Still, regarding the use of membranes, a systematic review was conducted to evaluate the efficacy of barrier membranes in alveolar bone preservation[48,49]. A total of 3986 manuscripts were found in the initial search and 34 studies met the inclusion criteria[48]. Four animal studies concluded that the use of membrane increases the amount of bone (mean difference of 0.32 mm). The qualitative results about horizontal bone augmentation were controversial[48]. The membranes have not increased the risk of inadequate healing, according to both human (odds ratio, 5.67) and animal studies (odds ratio, 3.35)[48]. This study concluded that there is limited evidence for the effectiveness of barrier membrane in the treatment of bone defects. Most of the results are based on animal studies[48]. More randomized clinical trials are needed to measure objectively the effectiveness of membranes in alveolar ridge preservation[48].
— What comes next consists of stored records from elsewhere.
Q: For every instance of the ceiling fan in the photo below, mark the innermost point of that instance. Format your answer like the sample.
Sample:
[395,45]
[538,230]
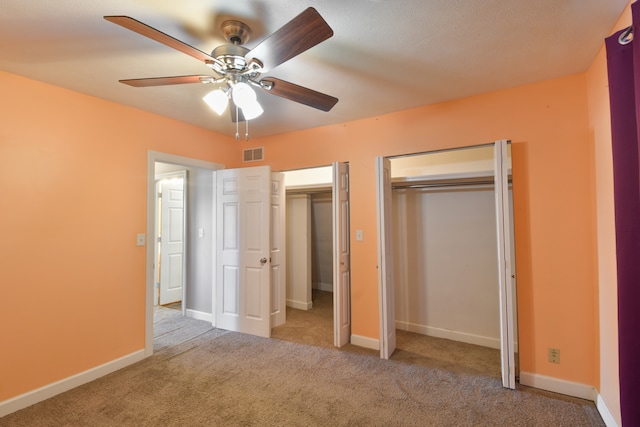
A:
[238,69]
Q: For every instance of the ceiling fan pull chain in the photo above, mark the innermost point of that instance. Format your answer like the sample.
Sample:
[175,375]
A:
[237,131]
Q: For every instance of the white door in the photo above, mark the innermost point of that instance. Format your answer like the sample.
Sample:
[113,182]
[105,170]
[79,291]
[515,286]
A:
[385,259]
[278,264]
[341,258]
[171,239]
[243,233]
[503,218]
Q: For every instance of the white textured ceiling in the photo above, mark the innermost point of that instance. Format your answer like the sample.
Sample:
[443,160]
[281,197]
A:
[385,55]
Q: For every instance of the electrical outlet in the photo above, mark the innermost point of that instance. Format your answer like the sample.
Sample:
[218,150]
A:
[554,355]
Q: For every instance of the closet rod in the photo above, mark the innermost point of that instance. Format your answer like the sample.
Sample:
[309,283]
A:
[444,184]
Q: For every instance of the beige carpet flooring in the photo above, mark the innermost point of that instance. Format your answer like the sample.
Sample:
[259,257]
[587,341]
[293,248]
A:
[201,376]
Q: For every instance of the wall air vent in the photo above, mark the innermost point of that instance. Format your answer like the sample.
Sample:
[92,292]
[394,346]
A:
[253,154]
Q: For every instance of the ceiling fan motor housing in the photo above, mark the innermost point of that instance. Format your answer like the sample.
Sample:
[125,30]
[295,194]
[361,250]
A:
[232,56]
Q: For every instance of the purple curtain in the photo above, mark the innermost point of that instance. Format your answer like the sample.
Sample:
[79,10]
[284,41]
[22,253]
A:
[623,63]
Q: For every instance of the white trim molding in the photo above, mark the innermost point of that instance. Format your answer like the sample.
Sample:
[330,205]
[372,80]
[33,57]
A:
[608,419]
[300,305]
[43,393]
[365,342]
[556,385]
[449,334]
[199,315]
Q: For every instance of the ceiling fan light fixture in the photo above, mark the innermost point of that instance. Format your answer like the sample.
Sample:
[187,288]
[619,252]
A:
[217,100]
[243,95]
[252,110]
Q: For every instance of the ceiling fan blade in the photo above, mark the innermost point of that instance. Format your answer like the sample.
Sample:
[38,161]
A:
[239,117]
[147,31]
[300,94]
[164,81]
[301,33]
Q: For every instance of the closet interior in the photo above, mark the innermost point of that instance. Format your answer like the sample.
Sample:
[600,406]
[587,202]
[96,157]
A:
[445,245]
[309,235]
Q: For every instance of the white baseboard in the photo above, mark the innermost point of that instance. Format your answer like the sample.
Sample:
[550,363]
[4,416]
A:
[300,305]
[365,342]
[327,287]
[608,419]
[449,334]
[556,385]
[43,393]
[200,315]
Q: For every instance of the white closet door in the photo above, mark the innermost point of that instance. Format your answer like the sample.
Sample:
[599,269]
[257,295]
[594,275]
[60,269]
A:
[503,217]
[385,259]
[278,260]
[243,234]
[341,255]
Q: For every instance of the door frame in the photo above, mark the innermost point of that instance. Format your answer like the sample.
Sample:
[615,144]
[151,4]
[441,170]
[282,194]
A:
[152,158]
[506,289]
[184,175]
[332,187]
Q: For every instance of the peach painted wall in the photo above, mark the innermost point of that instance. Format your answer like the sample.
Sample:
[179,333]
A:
[554,199]
[73,185]
[600,135]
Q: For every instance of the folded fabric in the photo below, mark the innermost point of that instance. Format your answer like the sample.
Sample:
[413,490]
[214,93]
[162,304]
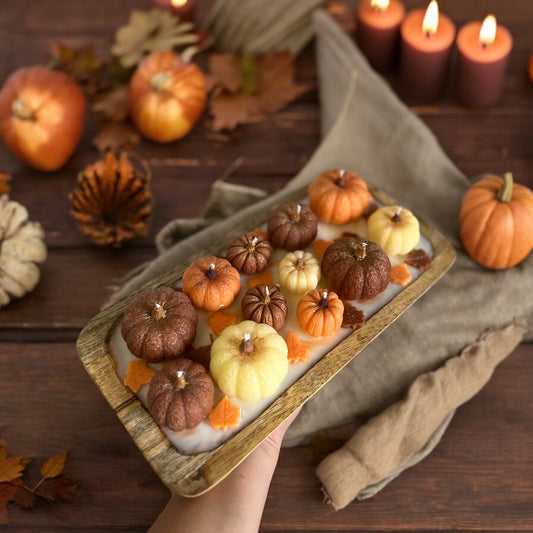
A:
[369,131]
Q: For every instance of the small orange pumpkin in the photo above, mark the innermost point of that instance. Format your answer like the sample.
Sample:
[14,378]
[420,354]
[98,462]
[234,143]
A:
[320,312]
[338,196]
[496,221]
[211,283]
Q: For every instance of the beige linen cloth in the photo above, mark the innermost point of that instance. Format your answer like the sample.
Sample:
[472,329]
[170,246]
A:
[401,391]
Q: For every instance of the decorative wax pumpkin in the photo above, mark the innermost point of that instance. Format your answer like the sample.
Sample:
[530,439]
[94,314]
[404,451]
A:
[356,269]
[249,361]
[265,304]
[338,196]
[22,248]
[42,113]
[167,96]
[159,324]
[320,313]
[249,253]
[211,283]
[299,272]
[496,222]
[292,226]
[181,394]
[394,228]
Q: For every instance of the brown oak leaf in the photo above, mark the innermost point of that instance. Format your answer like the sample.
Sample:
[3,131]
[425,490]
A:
[247,90]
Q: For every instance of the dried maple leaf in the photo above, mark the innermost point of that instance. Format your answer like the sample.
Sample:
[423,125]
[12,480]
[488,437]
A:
[150,31]
[352,317]
[4,185]
[248,90]
[138,374]
[116,136]
[54,466]
[225,415]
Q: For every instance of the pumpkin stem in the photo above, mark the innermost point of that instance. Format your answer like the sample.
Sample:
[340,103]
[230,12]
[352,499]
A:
[396,218]
[158,312]
[340,181]
[323,303]
[247,346]
[22,111]
[506,192]
[180,380]
[211,272]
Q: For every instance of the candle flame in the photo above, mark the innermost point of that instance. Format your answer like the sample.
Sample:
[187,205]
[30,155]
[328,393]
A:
[431,19]
[380,5]
[487,33]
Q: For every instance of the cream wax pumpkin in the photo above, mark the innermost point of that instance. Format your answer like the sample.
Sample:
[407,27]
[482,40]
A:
[249,361]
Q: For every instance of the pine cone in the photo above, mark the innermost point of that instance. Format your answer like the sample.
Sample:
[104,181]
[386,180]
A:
[112,203]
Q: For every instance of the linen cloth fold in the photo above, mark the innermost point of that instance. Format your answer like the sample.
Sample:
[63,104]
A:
[369,131]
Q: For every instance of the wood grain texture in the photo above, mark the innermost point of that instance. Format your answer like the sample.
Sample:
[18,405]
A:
[480,476]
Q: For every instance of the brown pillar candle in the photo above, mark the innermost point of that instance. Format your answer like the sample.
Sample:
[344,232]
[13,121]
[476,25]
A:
[426,42]
[377,31]
[483,52]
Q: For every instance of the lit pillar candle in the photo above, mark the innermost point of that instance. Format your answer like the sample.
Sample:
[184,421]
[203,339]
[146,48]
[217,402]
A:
[377,31]
[426,42]
[185,9]
[483,53]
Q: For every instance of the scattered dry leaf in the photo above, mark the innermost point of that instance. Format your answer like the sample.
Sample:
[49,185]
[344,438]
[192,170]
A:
[400,275]
[225,415]
[138,374]
[319,247]
[419,259]
[5,188]
[220,320]
[264,278]
[352,317]
[298,353]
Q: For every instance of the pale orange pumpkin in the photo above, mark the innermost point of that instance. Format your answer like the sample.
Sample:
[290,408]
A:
[211,283]
[496,222]
[167,96]
[338,196]
[42,113]
[320,312]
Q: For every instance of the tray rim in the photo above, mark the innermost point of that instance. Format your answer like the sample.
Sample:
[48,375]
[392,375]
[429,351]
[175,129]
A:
[192,475]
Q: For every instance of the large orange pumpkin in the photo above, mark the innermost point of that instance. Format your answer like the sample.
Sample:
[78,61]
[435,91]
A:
[338,196]
[496,222]
[42,112]
[167,96]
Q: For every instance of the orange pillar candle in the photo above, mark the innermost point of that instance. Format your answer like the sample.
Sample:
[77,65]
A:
[426,42]
[377,31]
[483,53]
[184,9]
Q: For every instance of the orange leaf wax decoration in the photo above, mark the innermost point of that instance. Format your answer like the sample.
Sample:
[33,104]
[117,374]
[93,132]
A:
[298,353]
[225,415]
[220,320]
[265,278]
[319,247]
[138,374]
[400,275]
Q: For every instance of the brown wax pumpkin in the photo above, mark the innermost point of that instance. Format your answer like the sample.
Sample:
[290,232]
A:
[159,324]
[181,394]
[496,222]
[338,196]
[211,283]
[292,226]
[355,268]
[320,313]
[249,253]
[265,304]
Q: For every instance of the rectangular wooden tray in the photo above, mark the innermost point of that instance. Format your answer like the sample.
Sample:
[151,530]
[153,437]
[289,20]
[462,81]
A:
[191,475]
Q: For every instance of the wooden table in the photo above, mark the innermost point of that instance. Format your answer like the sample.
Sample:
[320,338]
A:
[480,477]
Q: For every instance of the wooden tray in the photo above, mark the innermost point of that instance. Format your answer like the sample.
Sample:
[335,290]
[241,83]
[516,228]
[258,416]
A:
[191,475]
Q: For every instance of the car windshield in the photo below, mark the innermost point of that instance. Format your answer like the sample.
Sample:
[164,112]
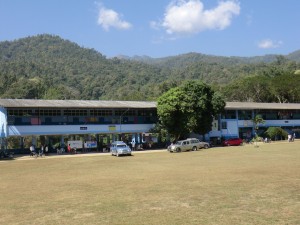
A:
[121,146]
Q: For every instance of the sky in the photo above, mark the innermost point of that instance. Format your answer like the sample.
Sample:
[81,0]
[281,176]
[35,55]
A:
[159,28]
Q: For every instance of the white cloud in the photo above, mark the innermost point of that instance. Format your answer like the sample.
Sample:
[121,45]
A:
[268,43]
[110,18]
[185,17]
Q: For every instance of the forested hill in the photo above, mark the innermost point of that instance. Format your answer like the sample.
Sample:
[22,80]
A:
[189,58]
[48,67]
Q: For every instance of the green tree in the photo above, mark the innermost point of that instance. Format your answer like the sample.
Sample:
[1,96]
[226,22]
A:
[189,108]
[256,121]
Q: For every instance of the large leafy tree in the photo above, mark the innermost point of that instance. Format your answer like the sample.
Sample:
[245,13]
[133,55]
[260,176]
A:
[189,108]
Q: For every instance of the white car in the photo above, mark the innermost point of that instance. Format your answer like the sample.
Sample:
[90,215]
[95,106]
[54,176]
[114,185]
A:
[118,148]
[190,144]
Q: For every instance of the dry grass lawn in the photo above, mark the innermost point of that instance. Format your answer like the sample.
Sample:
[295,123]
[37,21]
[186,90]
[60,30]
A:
[231,185]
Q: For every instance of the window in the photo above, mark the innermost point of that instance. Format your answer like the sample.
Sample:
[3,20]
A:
[125,112]
[245,114]
[229,114]
[101,112]
[224,125]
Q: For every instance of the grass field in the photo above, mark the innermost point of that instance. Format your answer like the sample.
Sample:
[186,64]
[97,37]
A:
[230,185]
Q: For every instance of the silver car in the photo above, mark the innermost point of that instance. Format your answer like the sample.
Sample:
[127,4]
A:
[190,144]
[119,148]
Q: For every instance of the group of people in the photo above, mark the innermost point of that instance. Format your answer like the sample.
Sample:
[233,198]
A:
[42,151]
[291,137]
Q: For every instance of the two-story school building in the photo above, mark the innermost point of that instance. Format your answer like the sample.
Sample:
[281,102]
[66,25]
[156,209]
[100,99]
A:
[115,120]
[236,121]
[108,120]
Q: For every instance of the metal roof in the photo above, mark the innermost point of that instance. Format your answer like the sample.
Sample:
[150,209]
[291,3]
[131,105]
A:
[38,103]
[256,105]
TIME OF IMPLANTATION AFTER ALVEOLAR RIDGE PRESERVATION
The time of implantation after alveolar ridge preservation varies across studies. Studies in rabbits using inorganic bovine bone graft showed a lower time of implantation, after 2[35,36] and 3 mo[24].
Human studies filled with the same graft showed time of implantation of 6[50,51] and 7 mo[52]. Allografts showed the same period of 6 mo[53] and alloplastic materials varied from 3[54] to 6 mo[40,55]. The use of grafting materials for alveolar ridge preservation seems to delay the rehabilitation process in 6 mo at most cases.
CONCLUSION
The goal of alveolar ridge preservation and augmentation is to use a combination of bone or biomaterials to create bone which is sufficient for dental implant placement. Freeze-dried bone is generally recognized as giving more predictable treatment outcomes than synthetic materials or platelet rich plasma, and membranes must always be used to separate hard and soft tissues to promote optimal tissue healing.